I'm not an expert in this area, but was interested in that story when it happened. Reading commentary from others in the industry suggested that they were, at best, naive in their handling of that contract. Yes charging them was a political act to save face, but they put themselves in that position through ignorance. Quite a different situation from a reporter and responsible disclosure in my opinion.
Thank you for your service.

The other giant thread here made it more directly partisan, this just sounds crazy though. On what rational grounds do you attempt to prosecute or make such things illegal? Is it simply trying to save immediate expenditure of money in a myopic fashion? Or is it more akin to they don't believe it's the state's responsibility to put that data online in the first place so f-it-all-to-hell and everything around it? My constituents don't understand this so I'm just going to oppose my opponents actions, regardless?

In your opinion, is there a way to fix this sort of thing? It feels like we're watching it writ large with the January 6 committee.

I'll take your biggest question first.

> In your opinion, is there a way to fix this sort of thing?

Yes, it requires patient, reasonable, intelligent people operating in good faith to sacrifice personal comfort, etc. and get involved in politics.

Politics is literally a zero-sum game when it comes to voting as it is currently structured in most of the United States.*

But when people with the above characteristics get involved, it literally moderates the extremism that we decry. No matter the level (local, state, or federal), whether you decide to run for office, helps others run for office, get involved with a party, or find a particular issue, being involved makes a difference. You may not be able to easily quantify, but it does make an impact. You may also be bringing a critical perspective in short supply to the political process too.

> On what rational grounds do you attempt to prosecute or make such things illegal?

I heard four reasons for the 2017-2018 SB 315 bill.

1. To ensure the next time someone shared a vulnerability that made the state look bad, that a D.A. would have the choice to bring a criminal case (which would obviously color perception of the story). 2. To bring the law into parity with Federal criminal statutes. 3. To give the Attorney General a "tough on cyber crime" campaign plank. 4. The banks were asking for help prosecuting criminals.

Here's the final text of the bill that passed the legislature, https://www.legis.ga.gov/api/legislation/document/20172018/1.... The most relevant text are lines 12-14 and the subsection carve outs on line 16-20.

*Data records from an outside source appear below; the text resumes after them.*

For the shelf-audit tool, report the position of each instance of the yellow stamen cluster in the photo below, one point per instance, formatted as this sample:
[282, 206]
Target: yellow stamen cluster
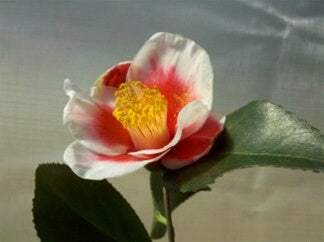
[143, 112]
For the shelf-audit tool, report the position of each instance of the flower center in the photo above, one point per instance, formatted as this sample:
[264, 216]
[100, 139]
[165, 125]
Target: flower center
[143, 112]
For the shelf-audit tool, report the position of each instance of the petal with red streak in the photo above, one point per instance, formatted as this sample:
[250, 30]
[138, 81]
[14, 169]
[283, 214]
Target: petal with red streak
[90, 165]
[180, 68]
[192, 148]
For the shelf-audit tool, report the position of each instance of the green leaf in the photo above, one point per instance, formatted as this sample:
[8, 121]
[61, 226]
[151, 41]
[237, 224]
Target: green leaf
[258, 134]
[68, 208]
[176, 198]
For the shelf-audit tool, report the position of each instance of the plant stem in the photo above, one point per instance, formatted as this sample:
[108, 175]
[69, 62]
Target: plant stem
[167, 209]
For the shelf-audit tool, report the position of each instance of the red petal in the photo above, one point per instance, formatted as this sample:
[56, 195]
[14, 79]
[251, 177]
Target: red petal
[192, 148]
[174, 89]
[116, 75]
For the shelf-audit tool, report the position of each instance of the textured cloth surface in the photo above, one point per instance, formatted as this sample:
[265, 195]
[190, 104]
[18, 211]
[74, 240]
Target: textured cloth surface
[266, 49]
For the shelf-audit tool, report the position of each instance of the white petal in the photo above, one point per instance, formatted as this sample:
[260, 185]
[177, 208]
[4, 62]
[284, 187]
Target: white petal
[164, 51]
[89, 165]
[186, 116]
[79, 115]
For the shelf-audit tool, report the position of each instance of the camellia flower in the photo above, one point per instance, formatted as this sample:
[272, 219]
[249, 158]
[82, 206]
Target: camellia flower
[154, 108]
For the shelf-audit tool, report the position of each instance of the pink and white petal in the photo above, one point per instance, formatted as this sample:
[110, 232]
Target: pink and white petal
[93, 124]
[189, 150]
[179, 67]
[90, 165]
[186, 116]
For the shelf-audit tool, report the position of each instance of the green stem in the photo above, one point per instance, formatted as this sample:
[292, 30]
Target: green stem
[167, 209]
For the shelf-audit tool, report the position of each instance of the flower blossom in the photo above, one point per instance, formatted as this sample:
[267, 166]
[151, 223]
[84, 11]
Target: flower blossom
[156, 107]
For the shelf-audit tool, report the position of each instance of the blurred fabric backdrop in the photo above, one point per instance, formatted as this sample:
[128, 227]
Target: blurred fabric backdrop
[260, 49]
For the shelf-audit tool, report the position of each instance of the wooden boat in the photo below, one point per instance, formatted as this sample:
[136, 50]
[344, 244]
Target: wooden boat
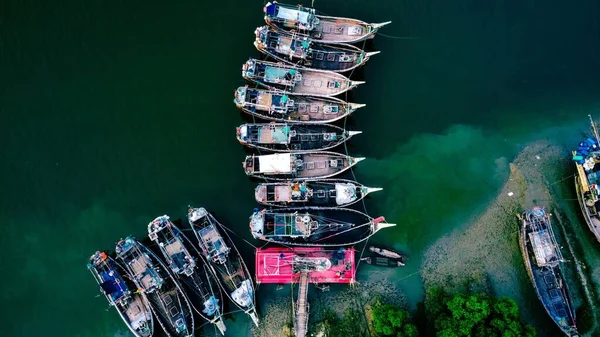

For further context, voter rolls were already public information and can be acquired via a request to the SoS office.

The larger red flags were the default usernames and passwords in the instructional pdfs for the election systems.

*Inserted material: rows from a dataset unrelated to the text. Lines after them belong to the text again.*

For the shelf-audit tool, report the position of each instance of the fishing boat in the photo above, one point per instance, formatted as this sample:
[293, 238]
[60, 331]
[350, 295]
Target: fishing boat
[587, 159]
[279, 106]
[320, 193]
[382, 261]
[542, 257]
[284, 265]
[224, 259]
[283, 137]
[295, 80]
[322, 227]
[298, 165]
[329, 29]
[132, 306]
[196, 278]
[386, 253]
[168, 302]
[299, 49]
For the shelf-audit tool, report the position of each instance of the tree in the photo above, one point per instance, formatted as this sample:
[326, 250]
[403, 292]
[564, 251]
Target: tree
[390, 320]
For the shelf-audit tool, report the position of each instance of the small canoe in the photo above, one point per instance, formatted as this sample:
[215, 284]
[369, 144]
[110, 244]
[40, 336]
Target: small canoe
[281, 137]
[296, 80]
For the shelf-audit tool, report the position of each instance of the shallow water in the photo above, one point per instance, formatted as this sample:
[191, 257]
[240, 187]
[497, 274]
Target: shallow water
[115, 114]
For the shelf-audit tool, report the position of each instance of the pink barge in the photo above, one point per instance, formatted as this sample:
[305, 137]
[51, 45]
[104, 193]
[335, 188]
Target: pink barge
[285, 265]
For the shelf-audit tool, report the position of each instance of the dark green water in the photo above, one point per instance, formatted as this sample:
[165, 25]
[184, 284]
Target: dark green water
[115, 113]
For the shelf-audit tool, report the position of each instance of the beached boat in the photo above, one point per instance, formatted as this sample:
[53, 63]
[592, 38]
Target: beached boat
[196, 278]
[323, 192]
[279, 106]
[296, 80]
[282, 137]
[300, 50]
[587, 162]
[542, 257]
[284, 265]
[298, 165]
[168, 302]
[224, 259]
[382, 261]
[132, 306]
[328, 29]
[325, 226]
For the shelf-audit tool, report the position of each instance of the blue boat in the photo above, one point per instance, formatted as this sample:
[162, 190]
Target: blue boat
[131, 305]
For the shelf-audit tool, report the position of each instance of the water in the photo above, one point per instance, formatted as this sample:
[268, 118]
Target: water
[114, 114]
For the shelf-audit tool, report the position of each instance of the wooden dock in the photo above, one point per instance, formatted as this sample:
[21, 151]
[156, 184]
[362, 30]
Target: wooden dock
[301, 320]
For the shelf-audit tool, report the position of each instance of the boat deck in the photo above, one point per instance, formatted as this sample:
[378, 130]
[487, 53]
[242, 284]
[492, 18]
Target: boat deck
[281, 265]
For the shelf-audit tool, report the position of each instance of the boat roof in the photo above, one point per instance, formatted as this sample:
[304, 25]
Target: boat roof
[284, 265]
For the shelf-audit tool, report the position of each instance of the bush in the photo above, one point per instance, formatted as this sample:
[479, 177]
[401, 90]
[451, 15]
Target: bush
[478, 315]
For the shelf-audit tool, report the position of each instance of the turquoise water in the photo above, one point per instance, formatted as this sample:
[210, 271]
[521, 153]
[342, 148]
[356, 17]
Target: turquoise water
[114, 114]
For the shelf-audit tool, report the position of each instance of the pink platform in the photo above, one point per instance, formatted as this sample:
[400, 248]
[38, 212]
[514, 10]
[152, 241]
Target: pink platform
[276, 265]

Both of these symptoms (and more) spoke to a woefully underfunded or poorly run office w/r/t to IT.

Getting more funds to have properly, well-secured systems takes political capital and there's not a lot of return of that type of political capital expenditure.

The current SoS has an engineering background and I've been seeing much better public facing systems put in place during their tenure.

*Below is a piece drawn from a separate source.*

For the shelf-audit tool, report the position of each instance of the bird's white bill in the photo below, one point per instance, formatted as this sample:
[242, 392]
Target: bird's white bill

*. Please, please, please can we get approval based voting?

Thank you and thanks again for your service.
Wow that is a great story. I am glad there was at least one rep (you) who understood apache configuration.
Heh, understanding apache configuration files just made me facepalm harder and wasn't really critical to seeing the impact on the cybersecurity industry if people aren't able to responsibly disclose.

The important thing was to take the time, speak to the bill's author, speak to my colleagues, build a coalition of lobbyists from industry (big companies, startups, etc.), and not stop fighting the bill even after it passed the legislature.

It would seem to me that, in theory, it is OK to discover a security flaw by accident, but it’s not OK to be proactively looking for flaws, even out of curiosity, or try to exploit them for any purpose, however innocuous, unless you are a designated security specialist.